J’ai attiré l’attention de Mme la secrétaire d’État, auprès du Premier ministre, chargée de l’égalité entre les femmes et les hommes sur les robots sexuels en général et sur l’entreprise Xdolls à Paris, dans le 14e arrondissement en particulier.

Dans ce lieu, premier du genre en France, il est proposé des robots sexuels en silicone à des clients dans un lieu clos. Ce lieu est présenté par le propriétaire comme une « salle de jeu ». Certaines de ces poupées peuvent faire penser à des enfants.

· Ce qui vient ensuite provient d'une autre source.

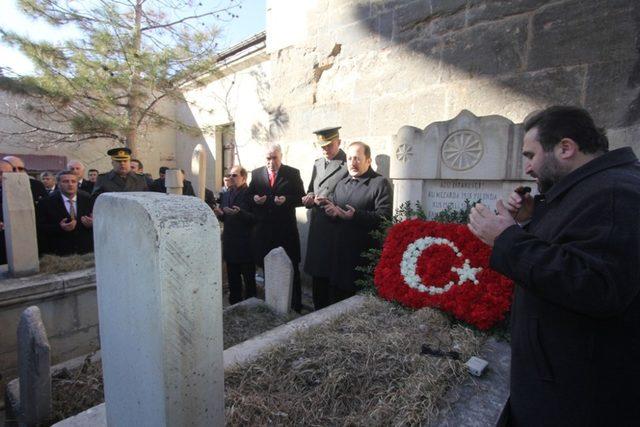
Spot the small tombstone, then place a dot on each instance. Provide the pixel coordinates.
(19, 225)
(199, 167)
(34, 368)
(278, 280)
(160, 310)
(174, 181)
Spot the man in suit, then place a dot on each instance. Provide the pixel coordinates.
(64, 219)
(78, 169)
(276, 190)
(138, 168)
(235, 212)
(49, 181)
(38, 191)
(327, 171)
(93, 175)
(360, 202)
(5, 167)
(121, 178)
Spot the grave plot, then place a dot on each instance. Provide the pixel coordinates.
(78, 385)
(363, 368)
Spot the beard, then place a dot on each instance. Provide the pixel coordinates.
(550, 173)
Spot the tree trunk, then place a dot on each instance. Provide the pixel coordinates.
(133, 106)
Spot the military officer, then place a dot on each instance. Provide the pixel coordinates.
(121, 178)
(327, 171)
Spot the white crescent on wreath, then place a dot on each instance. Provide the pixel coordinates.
(410, 261)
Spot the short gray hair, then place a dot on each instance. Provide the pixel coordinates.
(274, 146)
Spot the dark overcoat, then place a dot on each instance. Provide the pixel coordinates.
(112, 182)
(86, 185)
(323, 183)
(575, 319)
(372, 197)
(236, 235)
(50, 211)
(276, 225)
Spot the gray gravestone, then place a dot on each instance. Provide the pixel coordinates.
(160, 310)
(19, 225)
(278, 280)
(174, 181)
(466, 158)
(34, 368)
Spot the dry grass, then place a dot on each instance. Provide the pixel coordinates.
(243, 323)
(364, 368)
(62, 264)
(75, 391)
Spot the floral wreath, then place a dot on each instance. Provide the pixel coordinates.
(431, 264)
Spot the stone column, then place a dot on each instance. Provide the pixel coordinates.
(19, 225)
(158, 268)
(174, 181)
(278, 280)
(199, 160)
(34, 368)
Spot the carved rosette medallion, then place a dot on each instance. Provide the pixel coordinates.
(462, 150)
(404, 152)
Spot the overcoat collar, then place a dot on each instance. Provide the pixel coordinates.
(614, 158)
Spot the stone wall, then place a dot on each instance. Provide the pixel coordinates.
(374, 66)
(69, 311)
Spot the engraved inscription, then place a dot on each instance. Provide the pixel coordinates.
(403, 152)
(453, 193)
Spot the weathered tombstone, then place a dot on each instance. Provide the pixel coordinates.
(199, 167)
(278, 280)
(174, 181)
(158, 269)
(467, 157)
(34, 368)
(19, 225)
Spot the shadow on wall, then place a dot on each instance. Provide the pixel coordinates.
(278, 120)
(564, 52)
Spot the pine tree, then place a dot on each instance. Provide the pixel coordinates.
(133, 54)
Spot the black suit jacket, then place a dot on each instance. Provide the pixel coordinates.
(372, 197)
(55, 240)
(236, 234)
(276, 225)
(324, 179)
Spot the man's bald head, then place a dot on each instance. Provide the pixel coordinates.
(16, 163)
(77, 168)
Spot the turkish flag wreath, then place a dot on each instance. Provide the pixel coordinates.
(432, 264)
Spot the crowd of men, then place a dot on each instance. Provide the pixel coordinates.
(346, 199)
(64, 200)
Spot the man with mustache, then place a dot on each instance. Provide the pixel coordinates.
(573, 254)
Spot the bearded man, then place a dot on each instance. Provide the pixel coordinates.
(573, 254)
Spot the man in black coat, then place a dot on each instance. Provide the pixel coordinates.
(64, 219)
(276, 191)
(235, 212)
(327, 171)
(77, 168)
(121, 178)
(360, 202)
(575, 319)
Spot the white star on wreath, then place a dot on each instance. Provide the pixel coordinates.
(410, 261)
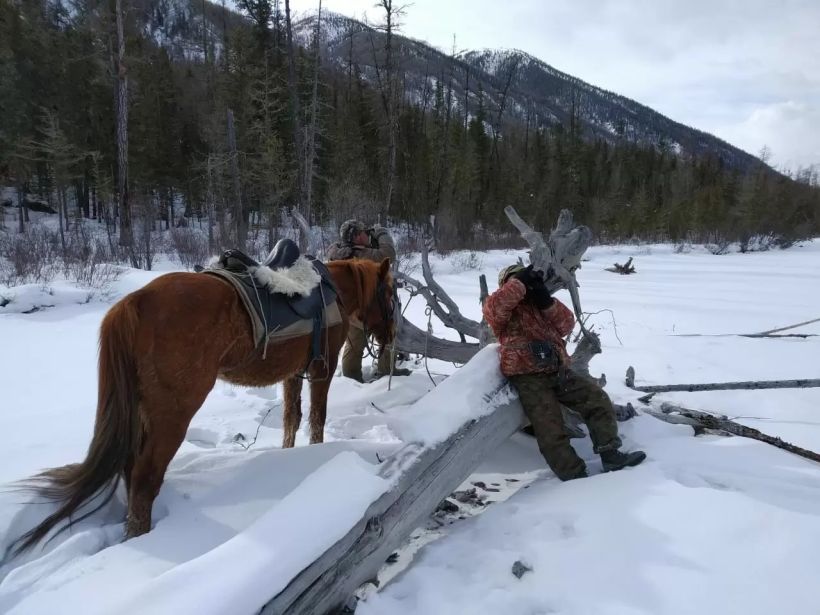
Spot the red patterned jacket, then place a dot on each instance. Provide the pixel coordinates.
(515, 323)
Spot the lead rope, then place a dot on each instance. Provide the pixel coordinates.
(264, 319)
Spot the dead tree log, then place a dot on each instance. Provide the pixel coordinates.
(696, 418)
(624, 269)
(422, 477)
(751, 385)
(412, 340)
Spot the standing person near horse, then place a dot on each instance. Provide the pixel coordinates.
(531, 326)
(356, 240)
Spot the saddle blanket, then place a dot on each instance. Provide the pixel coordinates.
(287, 302)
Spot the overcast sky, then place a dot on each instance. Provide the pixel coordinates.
(747, 71)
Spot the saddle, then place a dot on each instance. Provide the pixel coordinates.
(276, 314)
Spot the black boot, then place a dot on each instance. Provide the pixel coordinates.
(618, 460)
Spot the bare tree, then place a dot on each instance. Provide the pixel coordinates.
(386, 77)
(240, 215)
(312, 128)
(121, 71)
(296, 115)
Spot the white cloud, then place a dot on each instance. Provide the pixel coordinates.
(746, 70)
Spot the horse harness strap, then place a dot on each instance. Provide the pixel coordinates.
(276, 315)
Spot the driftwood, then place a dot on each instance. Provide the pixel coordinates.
(672, 413)
(423, 478)
(445, 309)
(721, 386)
(624, 269)
(772, 333)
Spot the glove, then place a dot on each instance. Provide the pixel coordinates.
(344, 252)
(540, 296)
(526, 276)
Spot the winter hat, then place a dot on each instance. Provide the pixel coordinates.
(508, 271)
(351, 228)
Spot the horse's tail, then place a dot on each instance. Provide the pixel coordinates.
(116, 431)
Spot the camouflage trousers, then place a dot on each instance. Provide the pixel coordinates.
(541, 396)
(354, 351)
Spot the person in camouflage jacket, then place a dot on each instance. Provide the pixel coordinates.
(375, 244)
(531, 326)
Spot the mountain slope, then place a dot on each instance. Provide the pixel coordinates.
(537, 92)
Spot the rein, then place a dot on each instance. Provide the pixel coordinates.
(386, 309)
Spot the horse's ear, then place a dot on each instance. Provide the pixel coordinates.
(384, 268)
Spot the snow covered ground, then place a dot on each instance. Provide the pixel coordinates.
(706, 525)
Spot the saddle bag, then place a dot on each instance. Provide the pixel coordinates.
(544, 355)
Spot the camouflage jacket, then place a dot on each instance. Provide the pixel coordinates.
(381, 247)
(516, 323)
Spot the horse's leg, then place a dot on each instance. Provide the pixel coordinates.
(166, 414)
(321, 377)
(160, 444)
(292, 410)
(318, 409)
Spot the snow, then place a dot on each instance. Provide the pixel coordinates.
(707, 524)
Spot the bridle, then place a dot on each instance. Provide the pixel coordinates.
(387, 309)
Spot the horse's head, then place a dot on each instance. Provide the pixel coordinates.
(378, 303)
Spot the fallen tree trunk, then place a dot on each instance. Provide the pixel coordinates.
(672, 413)
(412, 340)
(721, 386)
(422, 477)
(772, 333)
(624, 269)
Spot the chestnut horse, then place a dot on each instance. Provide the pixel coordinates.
(162, 349)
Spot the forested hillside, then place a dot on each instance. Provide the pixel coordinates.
(149, 113)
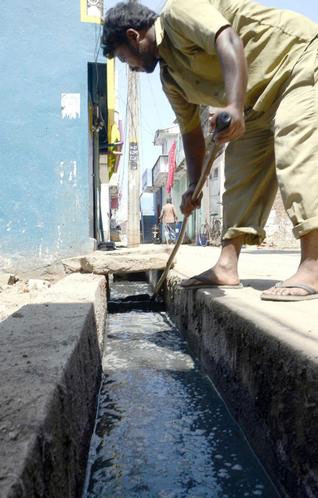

Selon de nombreux acteurs, ce phénomène, en pleine expansion dans le monde, participe fortement à l’objectivation des femmes. Ils soulignent également qu’il contribue à une culture du viol en faisant participer à une activité qui est en dehors du cadre du consentement. Ils estiment aussi que la liberté d’exercer des violences sur un robot à forme humaine ou de concrétiser sur lui des pratiques sexuelles illicites pourrait renforcer ces pratiques, au détriment de personnes vulnérables.

La création de tels lieux paraît également un moyen détourné pour amener l’acceptation par l’opinion du retour des « maisons closes ». Il y a lieu de se demander si on n’est pas en train d’assister à une banalisation de la marchandisation du corps de la femme puisque l’on passe subrepticement de la femme objet à l’objet tout court. Ces lieux semblent participer également à une banalisation de la prostitution. Ils apparaissent en contradiction avec la lutte contre le sexisme et participent enfin à la représentation dégradée de la femme dans l’espace public.

Je lui ai demandé ce qu’elle compte faire en vue de lancer une réflexion à ce sujet et d’aller à l’encontre de ces activités qui ont pour seul objectif le profit quitte à participer à la dégradation des relations humaines.